Nearly all said nurses educated, trained, and Board certified in Florida are expected to maintain their legal residence in the Sunshine State. And thereby increasing Florida’s population by nearly 28%. Or even by a higher percentage, as more nursing and medical teachers, they would hire college employees and other professionals from other states — if the present pool of educators is not enough. It should dramatically increase the median household income of Floridians, as Board certified nurses, especially those who are bilingual, earn a minimum of $75-K per annum (without overtime and just on three working days of 12 hours per day). All nurses and other medical workers Board certificated in Florida can work in other states. Or even in countries with shortages of nurses and other medical professionals.
This writer devoted a column article about “A Florida Gubernatorial Bet Is Interested in this Column’s Nursing Proposal.” Some of the socioeconomic proposals advanced in this column may be adopted by the entire slate of the Democratic Party of Florida in this year’s election — as part of its economic platform.
Perhaps it is time to resurrect the spirit of “bipartisanship and folksy statesmanship” of the late U.S. Senator and Governor Lawton Chiles. Yes, Mr. Chiles was not necessarily a Democrat but an American statesman in public office. Because governance is a serious business, public leaders achieve more by being non-partisan, primarily when they act as statesmen (or statespersons, to use a neutral gender).
Richard Pearson of The Washington Post wrote a eulogy for Lawton Chiles, 68, the Florida Democrat who spent 18 years in the U.S. Senate before serving eight as governor — all the while gaining a reputation as a talented and folksy Southern statesman, who died on Dec. 12, 1998, in Tallahassee after an apparent heart attack. Here is Mr. Pearson’s excellent account of an “ideal and gifted Floridian public servant.”

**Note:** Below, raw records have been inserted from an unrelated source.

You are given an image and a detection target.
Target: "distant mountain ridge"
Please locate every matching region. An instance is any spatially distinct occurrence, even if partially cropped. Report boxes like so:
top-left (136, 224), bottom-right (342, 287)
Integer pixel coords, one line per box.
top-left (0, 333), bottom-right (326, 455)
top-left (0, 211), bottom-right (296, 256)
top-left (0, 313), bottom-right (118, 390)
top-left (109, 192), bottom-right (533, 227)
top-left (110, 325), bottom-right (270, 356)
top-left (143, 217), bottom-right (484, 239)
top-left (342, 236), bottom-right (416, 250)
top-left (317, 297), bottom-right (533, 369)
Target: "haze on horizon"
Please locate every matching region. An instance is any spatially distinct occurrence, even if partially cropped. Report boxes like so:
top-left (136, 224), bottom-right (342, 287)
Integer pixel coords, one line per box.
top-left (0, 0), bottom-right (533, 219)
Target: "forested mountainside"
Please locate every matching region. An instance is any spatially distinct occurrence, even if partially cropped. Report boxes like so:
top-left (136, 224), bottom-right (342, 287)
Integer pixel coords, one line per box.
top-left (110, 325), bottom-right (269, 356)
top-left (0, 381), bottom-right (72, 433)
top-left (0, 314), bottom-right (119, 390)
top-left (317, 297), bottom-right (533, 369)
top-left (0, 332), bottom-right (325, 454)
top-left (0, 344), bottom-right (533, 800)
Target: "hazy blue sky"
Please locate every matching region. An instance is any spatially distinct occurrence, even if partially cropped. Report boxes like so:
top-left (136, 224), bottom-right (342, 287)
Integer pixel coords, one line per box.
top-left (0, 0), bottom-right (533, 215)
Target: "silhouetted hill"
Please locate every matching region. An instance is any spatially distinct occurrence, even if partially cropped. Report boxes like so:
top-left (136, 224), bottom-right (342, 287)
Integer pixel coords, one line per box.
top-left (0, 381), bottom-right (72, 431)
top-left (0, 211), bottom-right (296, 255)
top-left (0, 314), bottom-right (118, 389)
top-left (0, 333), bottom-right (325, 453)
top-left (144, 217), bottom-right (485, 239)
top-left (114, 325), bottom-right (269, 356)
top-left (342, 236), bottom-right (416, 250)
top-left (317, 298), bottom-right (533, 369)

“The Democratic committee member, Robert Wexler, said, “Governor Chiles was, I think, in most Floridians’ eyes, the epitome of a fine and decent man, a throwback to the age when partisanship didn’t play the role it plays. . . . This man rose above party.”
” …it is time AGAIN to ditch partisanship and work together for “Florida, the state of the Future.” The future begins with this year’s election cycle. The bright and better future is in the voters’ hands at the ballot box.”
This columnist observed then-Senator Chiles’s popularity and overwhelming support of Floridians. It happened when this writer cum entrepreneur was then an executive of a moving company based in New Jersey. He attended the 1978 convention of the Household Goods Forwarders Association of the United States in Orlando, FL. During one of the convention dinners, someone read then-Senator Chiles’ message to the association. I was then a member of the association’s Executive Working Group as its Asian representative. When asked about Mr. Chiles, all of the Florida-based moving-industry executives expressed their admiration of and support for Mr. Chiles, who they said was unbeatable if he ran for governor. In 1991, Mr. Chiles was inaugurated as Florida’s governor and reelected. Unfortunately, he died in office before he could complete his second term.
Yes, Floridians, it is time AGAIN to ditch partisanship and work together for “Florida, the state of the Future.” The future begins with this year’s election cycle. The bright and better future is in the voters’ hands at the ballot box.